Country-by-country reporting.

[Pascal] Saint-Amans explained that the OECD will develop a technical protocol for this reporting. There is reason to be cynical about what the OECD will allow to be reported. Reportable items will include where a company makes its profits, where it pays taxes or is liable to tax, and where it makes its sales.

There is no good reason to restrict country-by-country reporting to tax administrators, except that multinationals and the U.S. government want it that way. Most multinationals are publicly traded -- and exempt from LOB clauses in U.S. treaties on that basis. They file publicly available financial reports. They have no legitimate privacy interests.

Are their taxes a trade secret? Is how much income they earn in a particular country a trade secret? If tax planning is so important to these companies' business and earnings per share -- it really is for some of these companies -- then shareholders should wonder how the business is being run. And indeed, what the business is.

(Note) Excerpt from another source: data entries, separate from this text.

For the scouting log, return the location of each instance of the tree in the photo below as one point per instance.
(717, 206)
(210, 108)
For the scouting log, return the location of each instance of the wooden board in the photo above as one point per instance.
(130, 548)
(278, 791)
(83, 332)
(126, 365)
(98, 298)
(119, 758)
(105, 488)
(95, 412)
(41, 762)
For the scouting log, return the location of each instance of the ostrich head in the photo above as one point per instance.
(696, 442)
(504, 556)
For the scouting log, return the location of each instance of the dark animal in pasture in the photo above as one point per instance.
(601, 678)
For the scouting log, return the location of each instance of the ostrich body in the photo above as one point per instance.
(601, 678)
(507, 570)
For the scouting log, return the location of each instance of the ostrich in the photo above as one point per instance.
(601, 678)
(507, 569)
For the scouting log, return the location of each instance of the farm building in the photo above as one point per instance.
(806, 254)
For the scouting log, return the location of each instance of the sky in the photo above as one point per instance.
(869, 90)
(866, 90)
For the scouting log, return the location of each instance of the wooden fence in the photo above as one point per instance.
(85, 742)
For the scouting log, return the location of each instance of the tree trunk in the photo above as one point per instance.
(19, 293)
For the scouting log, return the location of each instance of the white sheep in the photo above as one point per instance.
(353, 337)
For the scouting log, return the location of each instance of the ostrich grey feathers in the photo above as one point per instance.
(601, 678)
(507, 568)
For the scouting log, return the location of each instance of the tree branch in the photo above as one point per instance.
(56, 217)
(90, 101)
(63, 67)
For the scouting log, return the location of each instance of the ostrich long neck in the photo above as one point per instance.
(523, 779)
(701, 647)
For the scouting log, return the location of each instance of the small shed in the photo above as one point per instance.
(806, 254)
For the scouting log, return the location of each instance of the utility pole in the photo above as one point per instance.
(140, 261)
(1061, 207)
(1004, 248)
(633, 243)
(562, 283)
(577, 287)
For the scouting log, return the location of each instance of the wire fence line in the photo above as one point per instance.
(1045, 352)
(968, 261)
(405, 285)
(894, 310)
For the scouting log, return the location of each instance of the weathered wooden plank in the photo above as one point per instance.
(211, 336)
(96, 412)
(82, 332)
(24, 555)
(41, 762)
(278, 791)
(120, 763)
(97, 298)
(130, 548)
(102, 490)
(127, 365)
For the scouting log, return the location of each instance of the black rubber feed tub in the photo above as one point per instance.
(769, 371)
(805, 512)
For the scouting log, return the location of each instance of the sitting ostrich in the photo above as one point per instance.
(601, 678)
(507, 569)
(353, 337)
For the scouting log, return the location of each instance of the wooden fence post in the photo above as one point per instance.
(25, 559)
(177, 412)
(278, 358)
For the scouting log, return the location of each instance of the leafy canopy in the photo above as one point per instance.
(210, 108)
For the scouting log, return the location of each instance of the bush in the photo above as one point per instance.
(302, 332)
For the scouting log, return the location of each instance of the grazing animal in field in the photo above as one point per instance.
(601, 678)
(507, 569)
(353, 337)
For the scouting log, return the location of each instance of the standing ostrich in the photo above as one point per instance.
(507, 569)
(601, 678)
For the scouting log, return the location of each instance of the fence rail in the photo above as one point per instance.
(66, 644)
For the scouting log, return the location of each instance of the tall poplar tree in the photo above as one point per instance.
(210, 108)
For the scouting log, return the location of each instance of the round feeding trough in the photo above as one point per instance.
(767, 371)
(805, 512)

I added the emphasis, and it is telling. What we clearly have are two obstacles to progress here. The first is the corporate lobby - who clearly do not wish to be accountable and argue that us poor users of accounts would not understand country-by-country reporting data if we got it - and, second, we have the US government.

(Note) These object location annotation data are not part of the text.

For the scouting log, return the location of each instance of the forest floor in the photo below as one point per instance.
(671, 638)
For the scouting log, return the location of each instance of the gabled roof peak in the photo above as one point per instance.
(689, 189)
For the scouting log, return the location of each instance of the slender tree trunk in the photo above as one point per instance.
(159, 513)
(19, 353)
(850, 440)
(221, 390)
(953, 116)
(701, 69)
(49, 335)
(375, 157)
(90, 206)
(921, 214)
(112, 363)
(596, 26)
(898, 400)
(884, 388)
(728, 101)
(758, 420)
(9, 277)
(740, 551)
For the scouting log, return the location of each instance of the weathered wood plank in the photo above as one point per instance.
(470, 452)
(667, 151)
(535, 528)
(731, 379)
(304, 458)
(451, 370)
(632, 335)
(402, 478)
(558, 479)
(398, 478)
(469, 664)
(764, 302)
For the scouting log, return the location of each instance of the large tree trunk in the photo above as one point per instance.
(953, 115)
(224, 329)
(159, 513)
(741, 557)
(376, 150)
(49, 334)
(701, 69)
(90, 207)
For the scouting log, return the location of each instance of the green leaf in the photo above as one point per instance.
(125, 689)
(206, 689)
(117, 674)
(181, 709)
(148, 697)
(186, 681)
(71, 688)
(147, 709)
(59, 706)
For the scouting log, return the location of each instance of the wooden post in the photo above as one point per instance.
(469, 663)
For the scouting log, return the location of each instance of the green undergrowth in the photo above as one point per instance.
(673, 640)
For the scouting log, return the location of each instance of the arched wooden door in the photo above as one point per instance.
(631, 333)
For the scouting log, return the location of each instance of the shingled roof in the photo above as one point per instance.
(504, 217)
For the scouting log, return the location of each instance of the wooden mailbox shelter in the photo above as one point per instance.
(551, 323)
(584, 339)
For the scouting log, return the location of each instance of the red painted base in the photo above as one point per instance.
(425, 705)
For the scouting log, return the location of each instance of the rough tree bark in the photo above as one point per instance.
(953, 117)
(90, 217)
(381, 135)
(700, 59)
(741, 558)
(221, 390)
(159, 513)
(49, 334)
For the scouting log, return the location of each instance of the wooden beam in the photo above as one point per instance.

Why the US government. Firstly to support US corporations. Second, because in their tax system all that matters is whether income is received in the US or not - so in their binary world view where else it is in the world matters very little. And third, because right now they see any demand for tax reform as an attack on the tax practices of their big IT companies, which, of course to some extent it is.

I think Lee's analysis pretty close to spot on. And what will be offered is we don't get more is something that will add little to understanding. Which, of course, is exactly what the corporations want.